Over the past decade, as the opioid crisis increased at an alarming rate, the Ohio General Assembly was busy engineering the conditions for the grotesque overpopulation of our state’s prisons. It is unrealistic to believe they will be part of the solution.
In the same time frame, there has been a tragic increase in drug use and abuse in Ohio. With the General Assembly’s fondness for mandatory imprisonment, the budget for the Ohio Department of Rehabilitation and Correction has skyrocketed. There has been no appreciable increase in money spent on treatment anywhere in the state’s budget.
Incarceration has not worked so far. Judges simply do not have the ability to interrupt the tragic pattern of use—prison—release—use—prison—death. Issue 1 gives Ohio judges the ability to save lives. And the treatment option offered in the proposed amendment would be funded by the decrease in prisoners incarcerated.
Ohio’s prisoners cost just short of $2 billion to confine. The amount of state dollars for treatment is dwarfed in comparison. Consider this: it costs an average of $25,000 per year to imprison a citizen whether that person is a murderer or someone caught with a single dose of cocaine. One of those people belongs in prison. The other does not.
Issue 1 provides an alternative to incarceration by reducing the number of people in prison and sending them to treatment the first few times they are caught possessing drugs. The logic is unassailable.
Issue 1 is a constitutional amendment that was drafted in a less-than-ideal manner by those with great intentions. It is aimed at permitting—and in some cases mandating—that judges sentence according to the real impact that a crime has on our society. I wish the General Assembly would earn their paychecks and implement these changes in the Ohio Revised Code. Instead, they have left it to Ohioans to force this change by amending the Ohio constitution. They have proven themselves untrustworthy on this issue.

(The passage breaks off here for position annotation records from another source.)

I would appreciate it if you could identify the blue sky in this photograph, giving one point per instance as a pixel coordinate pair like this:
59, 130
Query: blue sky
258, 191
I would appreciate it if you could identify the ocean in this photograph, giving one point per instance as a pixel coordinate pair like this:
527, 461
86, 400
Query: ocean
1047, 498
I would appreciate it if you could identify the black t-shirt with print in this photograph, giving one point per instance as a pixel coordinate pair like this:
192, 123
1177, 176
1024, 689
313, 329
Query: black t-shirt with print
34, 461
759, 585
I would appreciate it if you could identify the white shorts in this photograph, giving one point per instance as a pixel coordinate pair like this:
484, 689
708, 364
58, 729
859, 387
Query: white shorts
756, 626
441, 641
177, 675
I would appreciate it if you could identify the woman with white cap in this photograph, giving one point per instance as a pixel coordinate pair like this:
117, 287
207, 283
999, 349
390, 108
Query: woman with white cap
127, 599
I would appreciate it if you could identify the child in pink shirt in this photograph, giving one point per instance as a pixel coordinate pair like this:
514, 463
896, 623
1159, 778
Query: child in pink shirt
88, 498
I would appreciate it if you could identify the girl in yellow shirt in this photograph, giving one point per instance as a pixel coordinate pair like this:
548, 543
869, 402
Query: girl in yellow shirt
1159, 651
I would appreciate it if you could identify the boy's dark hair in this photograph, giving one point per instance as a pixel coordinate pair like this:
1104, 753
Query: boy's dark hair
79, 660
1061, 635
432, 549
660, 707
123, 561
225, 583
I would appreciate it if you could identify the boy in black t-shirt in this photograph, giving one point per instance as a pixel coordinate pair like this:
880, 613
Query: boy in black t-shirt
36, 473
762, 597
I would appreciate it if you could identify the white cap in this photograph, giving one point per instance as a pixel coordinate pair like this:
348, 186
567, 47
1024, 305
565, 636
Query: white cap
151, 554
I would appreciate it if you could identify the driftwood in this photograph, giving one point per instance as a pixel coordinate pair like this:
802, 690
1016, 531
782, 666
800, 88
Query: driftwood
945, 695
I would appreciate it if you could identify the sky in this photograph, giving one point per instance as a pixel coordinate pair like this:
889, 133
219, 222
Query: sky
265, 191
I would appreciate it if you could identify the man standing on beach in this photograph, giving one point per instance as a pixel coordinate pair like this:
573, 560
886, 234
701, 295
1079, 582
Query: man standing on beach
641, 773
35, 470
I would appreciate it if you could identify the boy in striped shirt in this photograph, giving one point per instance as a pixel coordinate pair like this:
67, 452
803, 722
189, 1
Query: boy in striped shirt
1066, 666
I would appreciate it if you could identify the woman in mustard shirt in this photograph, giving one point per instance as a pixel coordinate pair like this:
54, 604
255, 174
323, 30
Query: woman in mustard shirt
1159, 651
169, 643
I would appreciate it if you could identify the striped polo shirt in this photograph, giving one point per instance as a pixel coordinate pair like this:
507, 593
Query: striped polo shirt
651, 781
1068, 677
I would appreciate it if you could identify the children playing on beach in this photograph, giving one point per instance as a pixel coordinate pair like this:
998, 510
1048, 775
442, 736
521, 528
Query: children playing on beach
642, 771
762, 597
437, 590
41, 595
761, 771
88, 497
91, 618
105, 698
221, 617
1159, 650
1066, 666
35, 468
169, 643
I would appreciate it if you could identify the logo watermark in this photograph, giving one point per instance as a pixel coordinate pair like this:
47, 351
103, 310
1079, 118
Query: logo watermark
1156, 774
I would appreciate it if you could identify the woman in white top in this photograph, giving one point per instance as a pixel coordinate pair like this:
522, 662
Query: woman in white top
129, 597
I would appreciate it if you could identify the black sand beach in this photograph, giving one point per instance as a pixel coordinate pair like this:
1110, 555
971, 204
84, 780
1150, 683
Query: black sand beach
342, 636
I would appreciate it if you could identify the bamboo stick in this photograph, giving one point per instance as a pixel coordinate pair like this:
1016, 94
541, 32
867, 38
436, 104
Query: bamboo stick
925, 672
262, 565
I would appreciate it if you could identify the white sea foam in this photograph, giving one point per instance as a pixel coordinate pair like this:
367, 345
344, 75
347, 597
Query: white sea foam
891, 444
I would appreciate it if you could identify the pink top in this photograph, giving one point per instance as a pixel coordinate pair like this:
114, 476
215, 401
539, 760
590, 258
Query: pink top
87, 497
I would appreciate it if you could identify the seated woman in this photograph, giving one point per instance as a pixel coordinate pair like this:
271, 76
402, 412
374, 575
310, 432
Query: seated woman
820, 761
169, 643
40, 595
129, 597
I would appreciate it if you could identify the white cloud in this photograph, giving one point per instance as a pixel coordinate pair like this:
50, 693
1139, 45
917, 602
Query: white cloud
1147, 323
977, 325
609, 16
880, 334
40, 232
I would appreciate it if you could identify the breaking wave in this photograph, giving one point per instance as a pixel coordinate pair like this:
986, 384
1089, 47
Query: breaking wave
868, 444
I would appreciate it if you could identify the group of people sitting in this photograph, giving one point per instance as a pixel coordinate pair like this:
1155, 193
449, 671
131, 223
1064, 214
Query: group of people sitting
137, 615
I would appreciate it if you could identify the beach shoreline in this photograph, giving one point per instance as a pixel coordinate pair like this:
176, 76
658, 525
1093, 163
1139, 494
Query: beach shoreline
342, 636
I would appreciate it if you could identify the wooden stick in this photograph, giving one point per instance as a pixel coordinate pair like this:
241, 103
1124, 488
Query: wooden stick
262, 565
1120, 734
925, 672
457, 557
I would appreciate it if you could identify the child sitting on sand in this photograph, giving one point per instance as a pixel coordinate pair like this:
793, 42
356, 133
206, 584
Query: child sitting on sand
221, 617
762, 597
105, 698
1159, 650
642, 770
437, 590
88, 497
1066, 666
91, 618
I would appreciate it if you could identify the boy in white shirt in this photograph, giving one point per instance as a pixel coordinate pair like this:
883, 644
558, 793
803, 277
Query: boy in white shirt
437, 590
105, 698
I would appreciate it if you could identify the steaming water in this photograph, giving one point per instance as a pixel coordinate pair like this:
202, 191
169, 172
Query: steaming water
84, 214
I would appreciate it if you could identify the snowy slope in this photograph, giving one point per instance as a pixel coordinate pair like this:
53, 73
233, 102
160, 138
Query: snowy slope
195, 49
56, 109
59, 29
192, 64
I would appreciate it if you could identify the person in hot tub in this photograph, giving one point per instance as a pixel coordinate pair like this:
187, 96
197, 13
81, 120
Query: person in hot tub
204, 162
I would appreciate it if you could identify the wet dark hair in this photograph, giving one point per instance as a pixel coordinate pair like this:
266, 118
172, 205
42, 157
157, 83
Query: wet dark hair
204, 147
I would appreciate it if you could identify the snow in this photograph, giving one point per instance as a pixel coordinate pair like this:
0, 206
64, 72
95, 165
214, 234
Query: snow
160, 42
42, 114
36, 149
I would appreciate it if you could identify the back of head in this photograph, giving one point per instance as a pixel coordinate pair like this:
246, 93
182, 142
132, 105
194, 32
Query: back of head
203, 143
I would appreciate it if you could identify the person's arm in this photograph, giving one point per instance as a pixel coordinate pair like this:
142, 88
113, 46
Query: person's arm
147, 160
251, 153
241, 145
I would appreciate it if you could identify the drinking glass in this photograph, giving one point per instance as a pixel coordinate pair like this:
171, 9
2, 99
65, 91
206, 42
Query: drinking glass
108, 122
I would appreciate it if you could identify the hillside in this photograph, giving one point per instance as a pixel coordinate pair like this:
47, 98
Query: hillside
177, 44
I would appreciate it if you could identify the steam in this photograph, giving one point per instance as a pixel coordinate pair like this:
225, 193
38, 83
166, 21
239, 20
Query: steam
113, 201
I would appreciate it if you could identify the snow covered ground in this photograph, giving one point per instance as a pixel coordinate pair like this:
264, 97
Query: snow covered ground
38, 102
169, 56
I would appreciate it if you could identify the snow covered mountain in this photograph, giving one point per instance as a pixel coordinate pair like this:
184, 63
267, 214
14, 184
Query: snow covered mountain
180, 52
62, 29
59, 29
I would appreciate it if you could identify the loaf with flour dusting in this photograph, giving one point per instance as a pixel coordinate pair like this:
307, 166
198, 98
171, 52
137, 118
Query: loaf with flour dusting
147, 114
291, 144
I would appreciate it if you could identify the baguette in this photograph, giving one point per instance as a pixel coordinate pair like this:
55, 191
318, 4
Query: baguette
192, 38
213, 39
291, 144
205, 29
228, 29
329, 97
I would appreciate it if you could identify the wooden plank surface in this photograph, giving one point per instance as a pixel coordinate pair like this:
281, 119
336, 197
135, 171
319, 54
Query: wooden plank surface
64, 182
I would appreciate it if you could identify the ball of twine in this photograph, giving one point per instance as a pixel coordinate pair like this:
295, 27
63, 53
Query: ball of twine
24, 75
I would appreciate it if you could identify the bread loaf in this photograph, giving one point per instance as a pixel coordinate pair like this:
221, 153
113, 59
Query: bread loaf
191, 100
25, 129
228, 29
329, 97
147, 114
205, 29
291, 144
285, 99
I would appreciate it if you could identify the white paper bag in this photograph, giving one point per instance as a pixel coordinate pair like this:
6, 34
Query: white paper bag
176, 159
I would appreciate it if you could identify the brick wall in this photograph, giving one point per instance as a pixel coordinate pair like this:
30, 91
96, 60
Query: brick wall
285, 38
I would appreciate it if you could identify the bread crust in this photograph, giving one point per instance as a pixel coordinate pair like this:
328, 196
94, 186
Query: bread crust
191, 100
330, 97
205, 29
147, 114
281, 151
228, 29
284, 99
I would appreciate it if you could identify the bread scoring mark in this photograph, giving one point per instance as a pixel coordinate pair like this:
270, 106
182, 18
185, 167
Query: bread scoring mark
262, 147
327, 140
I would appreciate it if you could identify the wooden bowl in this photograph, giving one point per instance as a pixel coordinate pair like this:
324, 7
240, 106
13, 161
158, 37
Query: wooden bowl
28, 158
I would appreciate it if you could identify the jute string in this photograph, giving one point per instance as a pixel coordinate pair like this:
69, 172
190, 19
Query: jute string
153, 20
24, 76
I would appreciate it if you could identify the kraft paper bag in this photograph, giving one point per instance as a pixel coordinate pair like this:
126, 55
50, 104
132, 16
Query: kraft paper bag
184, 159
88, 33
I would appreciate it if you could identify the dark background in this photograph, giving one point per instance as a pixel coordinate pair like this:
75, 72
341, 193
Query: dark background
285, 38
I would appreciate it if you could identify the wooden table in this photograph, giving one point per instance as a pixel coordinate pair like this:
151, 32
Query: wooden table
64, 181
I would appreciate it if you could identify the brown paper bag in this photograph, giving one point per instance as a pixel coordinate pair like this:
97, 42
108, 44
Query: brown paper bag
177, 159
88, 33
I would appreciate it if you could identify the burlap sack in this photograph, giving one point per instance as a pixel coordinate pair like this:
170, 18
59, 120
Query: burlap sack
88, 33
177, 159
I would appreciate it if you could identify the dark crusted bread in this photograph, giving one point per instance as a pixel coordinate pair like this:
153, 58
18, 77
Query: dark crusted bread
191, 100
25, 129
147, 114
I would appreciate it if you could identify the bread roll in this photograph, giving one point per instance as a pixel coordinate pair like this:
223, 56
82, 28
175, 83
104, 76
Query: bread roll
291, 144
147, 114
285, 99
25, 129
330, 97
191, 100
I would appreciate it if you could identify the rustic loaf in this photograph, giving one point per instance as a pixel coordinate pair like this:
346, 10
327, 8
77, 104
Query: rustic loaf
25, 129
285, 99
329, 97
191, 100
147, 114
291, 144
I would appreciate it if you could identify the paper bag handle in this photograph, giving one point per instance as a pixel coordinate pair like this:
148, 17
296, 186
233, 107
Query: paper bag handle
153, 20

Now, an alliance of judges, police unions, and others have mounted the charge suggesting that simple possession of marijuana will lead to the collapse of the free world. They believe our state will spin into chaos and criminal behavior. Terminology like “drug capital of America” clearly demonstrates the mob has their torches, and they are ramping up for decades more law and order while ignoring the better alternatives.
This amendment has nothing to do with murderers, rapists or other violent felons. It is about our state using its resources to extend a hand to persons in possession of controlled substances. Not manufacture. Not sale. Not use. Possession.
Here in the real world of criminal justice, our state is already experiencing chaos. Over-policing and excessive incarceration have diverted state funds away from meaningful treatment of addiction and decimated families.
We are spending hundreds of millions of dollars every year to incarcerate non-violent prisoners who possessed drugs. These non-violent offenders are largely shipped off to for-profit prisons. This system has not solved the problem in fifty years, and I am left with no reason to believe it will work if we give it a century. It is time to restore judicial discretion in Ohio. We must provide judges with the alternative of treatment funded by the state, instead of more expensive incarceration.
Issue 1 emphasizes treatment over incarceration. That is what is clearly needed to break the cycles of personal addiction and prison profiteering. The voters and tax-payers deserve that much and more.
This will not happen at the hand of the Ohio General Assembly, as demonstrated by their increasing penchant to “Lock Them Up.” No, as a citizen of Ohio, I firmly believe we can do better.
Treatment is the answer. We already have enough prisons. Issue one breaks the cycle of prison profiteering.
Editors Note: William O’Neill served as an Assistant Attorney General for the state of Ohio for 12 years, a Court of Appeals Judge from 1997-2007, and an Associate Justice of the Ohio Supreme Court from 2013 to 2018.